Поскольку Карлейль подвержен ошибкам, как и другие люди, практический эффект его доктрины заключается в том, что он превозносит тех, кто ему нравится, и выражает презрение к тем, кто ему не нравится. Поскольку его привлекают благородные качества Бернса, прежде всего его искренность, он формирует величественную идеальную концепцию о нем. Действительно, в своих «Героях и героическом в истории», написанных двенадцать лет спустя, он смело провозглашает Бернса «самой одаренной британской душой, которая была у нас во всем том его столетии». Лекцию о «герое как литераторе» следует внимательно изучить всем, кто хочет понять отношение Карлейля к великим писателям мира и к Бернсу как одному из них. Однако было бы мало пользы читать, как своего рода постскриптум к этому эссе, полдюжины страниц, которые Карлейль там посвящает специально Бернсу. Он там повторяет многие мысли этого эссе — когда писатель однажды ясно и полностью высказал свое мнение о человеке, он не может хорошо писать о нем снова без повторения. Ценность лекции о «герое как литераторе» в том, что она дает нам в краткой форме общие идеи, частным применением которых является «Эссе о Бернсе».

Вследствие своей концепции Бернса как героя, Карлейль отбрасывает как не имеющие большого значения в общей оценке свидетельства, которые противоречат его собственному взгляду, или даже полностью отказывается верить им. Так он останавливается на лучших стихах Бернса и почти не обращает внимания на его вычурные английские стихи и напыщенную прозу. Однако они тоже написаны Бернсом и требуют полного рассмотрения, если мы хотим понять человека в целом. Опять же, он не поверит анекдоту, для которого есть довольно хорошие доказательства, потому что он показывает в Бернсе глупое тщеславие, которое кажется ему невозможным. Так что, в лучшем случае, наше эссе дает лишь частичный взгляд на Бернса. Те, кто хочет узнать больше о неприглядной стороне характера поэта, сделают хорошо, если прочитают эссе такого же верного сына Шотландии и такого же доброго и сочувствующего писателя, как и сам Карлейль, — Роберта Луиса Стивенсона[13].

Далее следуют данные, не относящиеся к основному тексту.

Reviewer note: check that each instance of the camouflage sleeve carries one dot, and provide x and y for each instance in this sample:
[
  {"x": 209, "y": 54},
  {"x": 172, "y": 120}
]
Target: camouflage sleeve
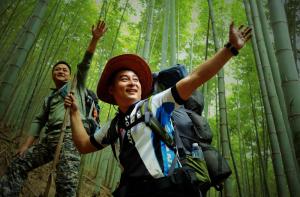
[
  {"x": 83, "y": 67},
  {"x": 39, "y": 121}
]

Можно было бы сказать гораздо больше в порицание работы Карлейля, и все же ее существенное величие осталось бы незатронутым. Спустя почти семьдесят лет это эссе все еще остается, безусловно, нашим лучшим портретом Бернса. Всем последующим критикам приходилось считаться с Карлейлем. Они могут сильно расходиться с его выводами, но они не могут не признать его выдающихся достоинств. Хотя суждения Карлейля о Бернсе в основном хорошо выдержали испытание временем, все же в этом, как и во всех его писаниях, его превосходство заключается не столько в его собственных мнениях, сколько в его способности заставить других думать самостоятельно. У Карлейля мало той законченности, пропорциональности, проницательности, которые мы находим у Мэтью Арнольда или Сент-Бёва. Но для обычного читателя он гораздо полезнее, чем многие писатели, которые ближе к абсолютной истине. Он трогает наши сердца и пробуждает наши симпатии. Большинство читателей критика спрашивают не: «После прочтения этого эссе могу ли я более точно различать хорошее и плохое искусство у моего автора и лучше судить об их сравнительной важности?», а: «Делает ли этот критик меня более способным понять лучшее, что есть в моем поэте, чтобы я мог глубже приобщиться к его высшей жизни и мысли?». Давайте же с должным почтением приблизимся к мыслям одного из величайших мыслителей Шотландии о величайшем из ее поэтов.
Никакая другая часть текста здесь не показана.